La riapertura della rotta per Comiso arriva a poche settimane dall’annuncio di un’altra importante novità nel network veronese di Volotea: il nuovo collegamento internazionale con Aalborg, in Danimarca, operativo dal 2 aprile 2026. Due nuove rotte che confermano il ruolo centrale dell’aeroporto di Verona all’interno della strategia della compagnia aerea specializzata nei collegamenti tra piccole e medie città europee.

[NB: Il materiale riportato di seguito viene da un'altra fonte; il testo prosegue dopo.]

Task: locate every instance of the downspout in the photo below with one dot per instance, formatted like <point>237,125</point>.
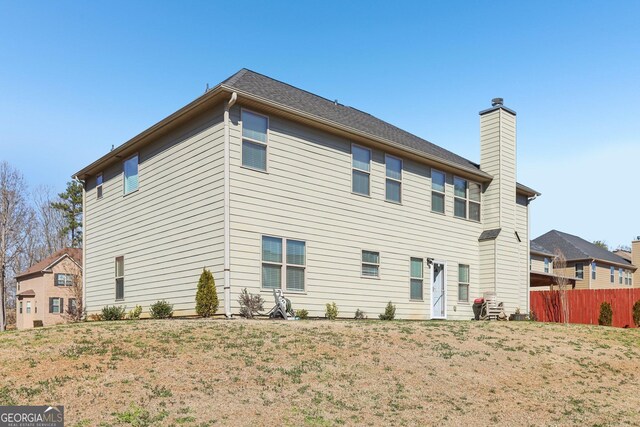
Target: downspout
<point>227,225</point>
<point>84,242</point>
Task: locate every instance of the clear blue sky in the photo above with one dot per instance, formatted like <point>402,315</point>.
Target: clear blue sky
<point>77,77</point>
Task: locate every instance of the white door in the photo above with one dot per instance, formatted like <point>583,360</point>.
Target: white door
<point>438,294</point>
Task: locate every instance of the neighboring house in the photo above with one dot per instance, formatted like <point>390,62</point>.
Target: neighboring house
<point>592,266</point>
<point>270,186</point>
<point>541,269</point>
<point>45,290</point>
<point>633,258</point>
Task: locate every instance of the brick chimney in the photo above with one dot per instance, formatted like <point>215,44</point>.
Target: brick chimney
<point>635,260</point>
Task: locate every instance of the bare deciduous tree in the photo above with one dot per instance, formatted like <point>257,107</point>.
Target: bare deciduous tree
<point>561,279</point>
<point>14,215</point>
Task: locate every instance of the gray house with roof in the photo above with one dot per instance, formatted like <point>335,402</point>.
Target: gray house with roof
<point>272,187</point>
<point>592,266</point>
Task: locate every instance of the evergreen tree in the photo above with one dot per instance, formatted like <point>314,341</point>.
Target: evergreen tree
<point>206,297</point>
<point>70,205</point>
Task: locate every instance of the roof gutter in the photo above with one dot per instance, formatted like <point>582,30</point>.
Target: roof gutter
<point>227,210</point>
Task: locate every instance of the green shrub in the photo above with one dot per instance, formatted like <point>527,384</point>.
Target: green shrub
<point>161,310</point>
<point>389,312</point>
<point>135,313</point>
<point>636,313</point>
<point>115,312</point>
<point>606,314</point>
<point>331,311</point>
<point>250,304</point>
<point>206,297</point>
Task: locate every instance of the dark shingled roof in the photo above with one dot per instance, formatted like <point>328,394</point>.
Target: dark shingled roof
<point>534,247</point>
<point>74,253</point>
<point>290,96</point>
<point>489,234</point>
<point>575,248</point>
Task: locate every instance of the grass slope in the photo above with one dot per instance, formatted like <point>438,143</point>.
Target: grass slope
<point>320,373</point>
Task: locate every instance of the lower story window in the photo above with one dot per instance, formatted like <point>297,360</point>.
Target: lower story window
<point>55,305</point>
<point>463,283</point>
<point>119,275</point>
<point>370,264</point>
<point>280,254</point>
<point>416,281</point>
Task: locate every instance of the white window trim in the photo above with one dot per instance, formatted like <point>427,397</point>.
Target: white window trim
<point>255,141</point>
<point>416,278</point>
<point>53,305</point>
<point>361,170</point>
<point>370,263</point>
<point>100,194</point>
<point>115,280</point>
<point>467,199</point>
<point>444,192</point>
<point>124,184</point>
<point>283,265</point>
<point>464,283</point>
<point>386,156</point>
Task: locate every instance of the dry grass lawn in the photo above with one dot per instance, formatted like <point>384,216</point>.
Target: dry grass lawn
<point>321,373</point>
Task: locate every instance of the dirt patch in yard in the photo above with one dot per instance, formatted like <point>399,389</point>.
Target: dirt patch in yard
<point>217,372</point>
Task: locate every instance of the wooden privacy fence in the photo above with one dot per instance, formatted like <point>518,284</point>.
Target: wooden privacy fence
<point>584,305</point>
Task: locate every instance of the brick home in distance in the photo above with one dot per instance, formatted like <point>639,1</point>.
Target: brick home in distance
<point>270,186</point>
<point>45,290</point>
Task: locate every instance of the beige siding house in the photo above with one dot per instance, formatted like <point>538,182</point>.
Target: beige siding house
<point>45,290</point>
<point>270,186</point>
<point>592,267</point>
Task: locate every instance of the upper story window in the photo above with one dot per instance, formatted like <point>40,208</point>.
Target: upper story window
<point>361,170</point>
<point>254,140</point>
<point>63,279</point>
<point>466,202</point>
<point>131,174</point>
<point>437,191</point>
<point>394,179</point>
<point>99,186</point>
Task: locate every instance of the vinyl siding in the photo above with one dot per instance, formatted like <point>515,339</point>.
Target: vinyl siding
<point>306,195</point>
<point>169,229</point>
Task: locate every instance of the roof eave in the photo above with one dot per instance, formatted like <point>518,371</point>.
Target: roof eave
<point>124,149</point>
<point>477,173</point>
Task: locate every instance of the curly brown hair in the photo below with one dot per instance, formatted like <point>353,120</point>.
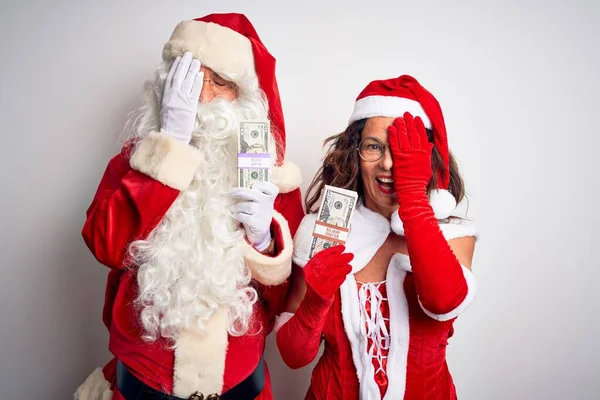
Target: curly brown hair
<point>341,167</point>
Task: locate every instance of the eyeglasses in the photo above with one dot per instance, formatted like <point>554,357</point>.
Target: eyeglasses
<point>220,86</point>
<point>371,149</point>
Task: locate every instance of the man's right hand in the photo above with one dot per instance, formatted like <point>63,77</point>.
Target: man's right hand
<point>326,271</point>
<point>180,98</point>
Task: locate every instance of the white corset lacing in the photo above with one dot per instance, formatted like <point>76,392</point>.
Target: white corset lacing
<point>372,324</point>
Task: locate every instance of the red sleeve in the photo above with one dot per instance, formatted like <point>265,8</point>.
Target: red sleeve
<point>289,205</point>
<point>128,204</point>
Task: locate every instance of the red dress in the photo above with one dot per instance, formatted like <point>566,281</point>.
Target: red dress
<point>427,374</point>
<point>380,343</point>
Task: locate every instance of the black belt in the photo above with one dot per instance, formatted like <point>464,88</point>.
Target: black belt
<point>132,388</point>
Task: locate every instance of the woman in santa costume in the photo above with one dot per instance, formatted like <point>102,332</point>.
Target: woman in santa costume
<point>198,266</point>
<point>384,303</point>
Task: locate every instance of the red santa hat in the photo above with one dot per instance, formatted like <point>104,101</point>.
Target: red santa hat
<point>228,44</point>
<point>396,96</point>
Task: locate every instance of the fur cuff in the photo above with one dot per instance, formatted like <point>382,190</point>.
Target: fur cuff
<point>95,387</point>
<point>287,177</point>
<point>167,160</point>
<point>268,270</point>
<point>200,358</point>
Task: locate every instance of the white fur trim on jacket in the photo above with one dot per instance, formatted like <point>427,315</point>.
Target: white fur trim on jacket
<point>287,177</point>
<point>167,160</point>
<point>200,358</point>
<point>269,270</point>
<point>388,106</point>
<point>95,387</point>
<point>217,47</point>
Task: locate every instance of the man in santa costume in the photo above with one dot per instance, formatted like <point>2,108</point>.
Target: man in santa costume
<point>198,267</point>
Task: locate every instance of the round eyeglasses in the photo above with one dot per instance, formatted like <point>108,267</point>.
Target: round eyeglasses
<point>219,86</point>
<point>371,149</point>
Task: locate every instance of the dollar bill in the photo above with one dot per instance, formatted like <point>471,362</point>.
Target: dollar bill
<point>256,151</point>
<point>333,221</point>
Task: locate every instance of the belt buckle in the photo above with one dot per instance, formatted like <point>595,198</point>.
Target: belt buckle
<point>199,396</point>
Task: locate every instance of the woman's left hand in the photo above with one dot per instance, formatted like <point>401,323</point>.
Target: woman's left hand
<point>411,155</point>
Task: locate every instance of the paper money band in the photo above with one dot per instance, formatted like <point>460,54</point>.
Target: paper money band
<point>331,232</point>
<point>255,161</point>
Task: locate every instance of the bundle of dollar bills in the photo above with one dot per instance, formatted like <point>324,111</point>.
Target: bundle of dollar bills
<point>256,152</point>
<point>333,221</point>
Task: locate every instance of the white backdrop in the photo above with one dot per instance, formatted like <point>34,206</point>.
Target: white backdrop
<point>517,80</point>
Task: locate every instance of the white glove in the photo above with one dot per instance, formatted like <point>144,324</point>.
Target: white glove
<point>180,98</point>
<point>255,212</point>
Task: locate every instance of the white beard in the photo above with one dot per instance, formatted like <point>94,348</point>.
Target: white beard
<point>192,263</point>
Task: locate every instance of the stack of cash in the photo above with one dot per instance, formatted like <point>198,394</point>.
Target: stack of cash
<point>333,221</point>
<point>256,150</point>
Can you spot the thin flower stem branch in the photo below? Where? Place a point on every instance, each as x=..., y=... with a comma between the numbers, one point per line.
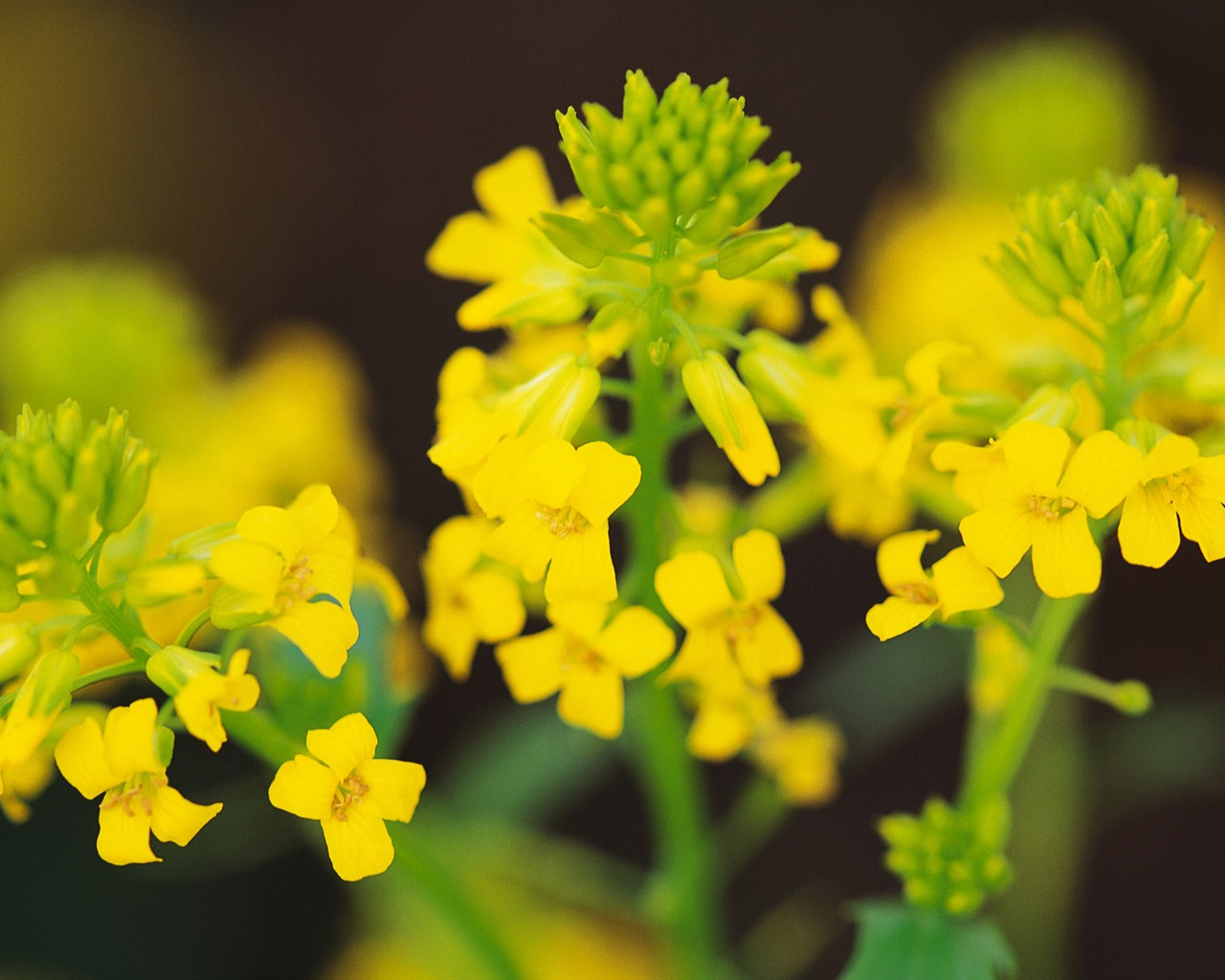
x=687, y=886
x=997, y=755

Grazie al volo Verona–Comiso, i passeggeri potranno raggiungere comodamente una delle zone più affascinanti della Sicilia, porta d’accesso al Val di Noto, patrimonio Unesco, alle città barocche, alle spiagge del ragusano e a un territorio ricco di eccellenze enogastronomiche. La destinazione va ad arricchire ulteriormente l’offerta Volotea tra Verona e la Sicilia, che comprende già Catania, Palermo, Lampedusa, Pantelleria e Olbia, coprendo così diverse anime dell’isola.
«Verona è una delle nostre basi storiche in Italia e rappresenta un punto di riferimento strategico – ha dichiarato Valeria Rebasti, international market director di Volotea – Dopo aver celebrato i dieci anni della base veronese, continuiamo a investire offrendo collegamenti diretti e in linea con le esigenze dei passeggeri. Il ritorno di Comiso rende ancora più accessibile una delle mete più suggestive del Sud Italia».
Soddisfazione anche da parte del Gruppo Save. «La ripresa del collegamento Verona–Comiso rafforza il ruolo strategico del nostro scalo nel favorire la mobilità e il turismo tra Nord e Sud Italia», ha commentato Camillo Bozzolo, Direttore Sviluppo Aviation.
Per il 2026, Volotea metterà in vendita a Verona circa 730.000 posti, con una crescita del 4% rispetto al 2025. Il network complessivo conterà 17 rotte verso Italia, Spagna, Francia, Grecia, Repubblica Ceca e Danimarca, confermando l’aeroporto Catullo come uno scalo chiave per il turismo leisure e city break.